Wie man ein politisches Startup baut

Es sind bewegte politische Zeiten – nicht nur wegen der überraschenden Wahlerfolge populistischer Politiker wie Donald Trump, Nigel Farage oder Jair Bolsonaro.

In Deutschland haben wir den Rauswurf und Wiedereinstieg der FDP in den Deutschen Bundestag gesehen und den Einzug der AfD in fast alle Parlamente. Auch andere Parteien wie die Piratenpartei konnten kurzfristig beachtliche Wahlerfolge erzielen – stets auf Kosten der Volksparteien, die immer weniger Stimmen auf sich vereinen. Das Parteiensystem ist volatiler geworden.

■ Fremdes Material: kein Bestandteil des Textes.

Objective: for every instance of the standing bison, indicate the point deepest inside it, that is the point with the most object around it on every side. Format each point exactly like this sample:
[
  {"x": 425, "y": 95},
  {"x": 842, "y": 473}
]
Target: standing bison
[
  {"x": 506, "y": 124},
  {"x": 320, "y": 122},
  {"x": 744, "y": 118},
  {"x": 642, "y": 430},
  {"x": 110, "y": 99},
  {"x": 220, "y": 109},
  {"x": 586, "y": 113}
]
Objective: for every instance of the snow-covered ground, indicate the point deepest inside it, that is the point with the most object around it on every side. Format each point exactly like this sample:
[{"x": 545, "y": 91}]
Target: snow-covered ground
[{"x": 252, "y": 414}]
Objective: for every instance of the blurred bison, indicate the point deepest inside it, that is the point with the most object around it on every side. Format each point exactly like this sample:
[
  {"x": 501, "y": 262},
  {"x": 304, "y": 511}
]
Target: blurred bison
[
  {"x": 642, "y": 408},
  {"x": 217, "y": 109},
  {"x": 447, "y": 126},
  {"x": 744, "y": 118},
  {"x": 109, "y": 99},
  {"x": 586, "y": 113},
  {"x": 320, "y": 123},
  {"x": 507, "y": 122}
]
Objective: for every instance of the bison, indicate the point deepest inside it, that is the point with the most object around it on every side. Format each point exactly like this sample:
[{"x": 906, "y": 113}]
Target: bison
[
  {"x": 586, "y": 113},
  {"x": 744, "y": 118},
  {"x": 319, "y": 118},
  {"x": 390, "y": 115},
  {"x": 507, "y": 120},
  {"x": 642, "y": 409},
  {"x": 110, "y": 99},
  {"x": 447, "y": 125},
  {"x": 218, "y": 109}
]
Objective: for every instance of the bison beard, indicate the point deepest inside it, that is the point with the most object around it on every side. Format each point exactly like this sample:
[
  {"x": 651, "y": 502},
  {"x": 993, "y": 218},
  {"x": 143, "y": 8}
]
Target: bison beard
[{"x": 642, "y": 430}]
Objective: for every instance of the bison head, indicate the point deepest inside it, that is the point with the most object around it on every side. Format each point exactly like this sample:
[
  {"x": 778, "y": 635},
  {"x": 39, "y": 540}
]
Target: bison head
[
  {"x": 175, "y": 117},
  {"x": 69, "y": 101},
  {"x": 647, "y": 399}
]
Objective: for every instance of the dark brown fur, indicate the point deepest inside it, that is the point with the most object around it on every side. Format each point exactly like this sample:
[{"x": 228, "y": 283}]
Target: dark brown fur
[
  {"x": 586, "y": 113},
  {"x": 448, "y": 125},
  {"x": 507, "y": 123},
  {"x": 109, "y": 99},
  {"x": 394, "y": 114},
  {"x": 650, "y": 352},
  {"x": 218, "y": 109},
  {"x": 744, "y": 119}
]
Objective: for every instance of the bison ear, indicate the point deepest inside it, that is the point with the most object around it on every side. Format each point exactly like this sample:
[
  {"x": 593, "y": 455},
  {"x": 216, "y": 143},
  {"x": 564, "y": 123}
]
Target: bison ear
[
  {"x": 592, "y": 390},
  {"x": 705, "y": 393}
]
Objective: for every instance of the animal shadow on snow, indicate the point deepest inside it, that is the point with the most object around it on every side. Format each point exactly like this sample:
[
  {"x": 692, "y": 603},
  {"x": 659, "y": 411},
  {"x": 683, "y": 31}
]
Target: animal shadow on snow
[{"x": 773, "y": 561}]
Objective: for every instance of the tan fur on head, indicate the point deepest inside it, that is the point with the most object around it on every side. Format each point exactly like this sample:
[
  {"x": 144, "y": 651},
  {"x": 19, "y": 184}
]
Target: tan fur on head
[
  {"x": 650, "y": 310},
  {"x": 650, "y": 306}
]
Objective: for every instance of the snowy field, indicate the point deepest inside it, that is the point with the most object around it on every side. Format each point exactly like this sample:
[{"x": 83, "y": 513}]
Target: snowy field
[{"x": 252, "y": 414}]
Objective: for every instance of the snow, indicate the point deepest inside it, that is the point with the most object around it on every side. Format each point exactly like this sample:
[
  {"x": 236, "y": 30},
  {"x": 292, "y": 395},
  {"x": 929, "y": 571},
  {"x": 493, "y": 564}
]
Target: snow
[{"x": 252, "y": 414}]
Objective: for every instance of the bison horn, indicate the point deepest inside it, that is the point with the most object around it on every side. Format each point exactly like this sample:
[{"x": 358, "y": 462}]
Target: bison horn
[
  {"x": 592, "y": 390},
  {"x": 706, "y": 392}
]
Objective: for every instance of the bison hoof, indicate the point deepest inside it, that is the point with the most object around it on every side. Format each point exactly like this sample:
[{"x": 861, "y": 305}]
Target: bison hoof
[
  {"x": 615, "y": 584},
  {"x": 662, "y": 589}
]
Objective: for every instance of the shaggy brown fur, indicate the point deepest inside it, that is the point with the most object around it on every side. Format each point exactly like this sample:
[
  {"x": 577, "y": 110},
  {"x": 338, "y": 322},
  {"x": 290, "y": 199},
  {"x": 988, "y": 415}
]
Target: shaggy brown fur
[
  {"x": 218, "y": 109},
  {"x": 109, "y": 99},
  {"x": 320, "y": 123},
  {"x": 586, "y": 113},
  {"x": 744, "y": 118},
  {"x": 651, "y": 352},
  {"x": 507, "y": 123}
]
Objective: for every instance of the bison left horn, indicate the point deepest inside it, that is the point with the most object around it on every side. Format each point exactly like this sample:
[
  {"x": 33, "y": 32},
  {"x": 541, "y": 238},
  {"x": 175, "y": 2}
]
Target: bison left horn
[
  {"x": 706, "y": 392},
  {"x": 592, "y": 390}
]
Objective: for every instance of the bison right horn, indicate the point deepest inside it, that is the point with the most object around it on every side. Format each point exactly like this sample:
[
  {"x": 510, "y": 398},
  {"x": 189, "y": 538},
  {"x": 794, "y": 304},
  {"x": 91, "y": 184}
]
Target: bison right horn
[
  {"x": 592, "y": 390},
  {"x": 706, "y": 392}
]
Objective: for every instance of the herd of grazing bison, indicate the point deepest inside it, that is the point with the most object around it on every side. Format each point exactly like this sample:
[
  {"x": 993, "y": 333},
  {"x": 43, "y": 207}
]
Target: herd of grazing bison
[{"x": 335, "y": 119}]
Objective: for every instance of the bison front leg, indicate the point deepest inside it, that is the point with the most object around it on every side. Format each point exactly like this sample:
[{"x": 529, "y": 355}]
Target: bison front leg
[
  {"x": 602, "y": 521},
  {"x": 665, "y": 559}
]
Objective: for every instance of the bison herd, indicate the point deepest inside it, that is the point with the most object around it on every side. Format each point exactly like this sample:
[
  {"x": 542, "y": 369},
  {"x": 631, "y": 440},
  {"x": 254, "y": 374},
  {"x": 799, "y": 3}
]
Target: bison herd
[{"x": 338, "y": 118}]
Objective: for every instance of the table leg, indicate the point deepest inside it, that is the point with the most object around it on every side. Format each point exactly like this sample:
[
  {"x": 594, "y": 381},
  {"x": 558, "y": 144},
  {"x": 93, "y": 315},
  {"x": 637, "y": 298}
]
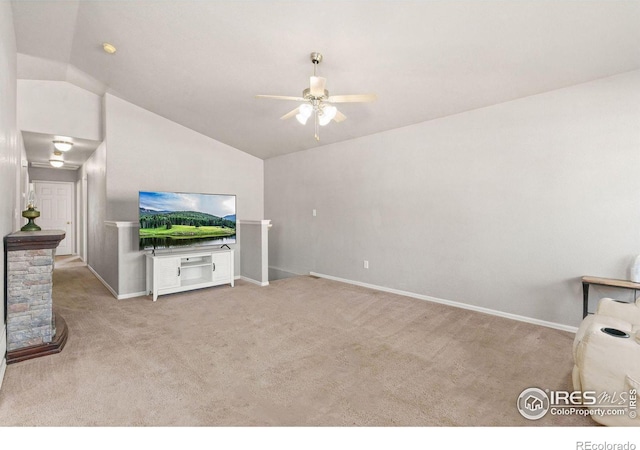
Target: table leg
[{"x": 585, "y": 299}]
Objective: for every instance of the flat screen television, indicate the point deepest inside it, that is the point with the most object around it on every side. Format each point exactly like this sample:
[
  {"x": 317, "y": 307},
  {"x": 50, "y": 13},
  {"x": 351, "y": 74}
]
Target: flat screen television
[{"x": 172, "y": 219}]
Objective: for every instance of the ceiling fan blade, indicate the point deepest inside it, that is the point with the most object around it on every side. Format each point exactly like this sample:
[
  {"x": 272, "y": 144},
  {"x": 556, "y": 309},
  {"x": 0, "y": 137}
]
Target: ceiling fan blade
[
  {"x": 290, "y": 114},
  {"x": 353, "y": 98},
  {"x": 316, "y": 86},
  {"x": 339, "y": 117},
  {"x": 281, "y": 97}
]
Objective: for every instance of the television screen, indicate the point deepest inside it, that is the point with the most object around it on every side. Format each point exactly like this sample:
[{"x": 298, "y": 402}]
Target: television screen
[{"x": 170, "y": 219}]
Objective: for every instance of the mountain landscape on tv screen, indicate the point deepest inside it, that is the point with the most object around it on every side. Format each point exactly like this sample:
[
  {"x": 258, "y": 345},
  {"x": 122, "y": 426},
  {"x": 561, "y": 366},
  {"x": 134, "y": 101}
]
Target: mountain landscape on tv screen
[{"x": 163, "y": 226}]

Diesen „politischen Entrepreneuren“, neuen politischen Parteien, die das etablierte Parteiensystem disruptieren, widmet sich ein neues Buch von Josef Lentsch, Geschäftsführer des Berliner „Innovation in Politics“-Instituts.

Dabei konzentriert sich Lentsch auf liberale Politik-Startups wie die österreichische Partei NEOS, deren Mitgründer Lentsch ist. Daneben befasst sich das Buch außerdem mit Emmanuel Macrons Partei En Marché, der spanischen Cuidadanos-Partei, Momentum aus Ungarn, der polnischen Nowoczesna, Progresívne aus der Slowakei und Jesh Atid aus Israel.

Die Allegorie eines „politischen Start-Ups“ trägt freilich nur bis zu einem bestimmten Punkt – eine politische Partei ist schließlich keine E-Scooter-Firma und Externalitäten wie unterschiedliche politische Kulturen, Wahlsysteme und Institutionen prägen den Erfolg oder Mißerfolg einer neuen politischen Partei wesentlich deutlicher als das Wirtschaftssystem den Erfolg eines Start-Ups.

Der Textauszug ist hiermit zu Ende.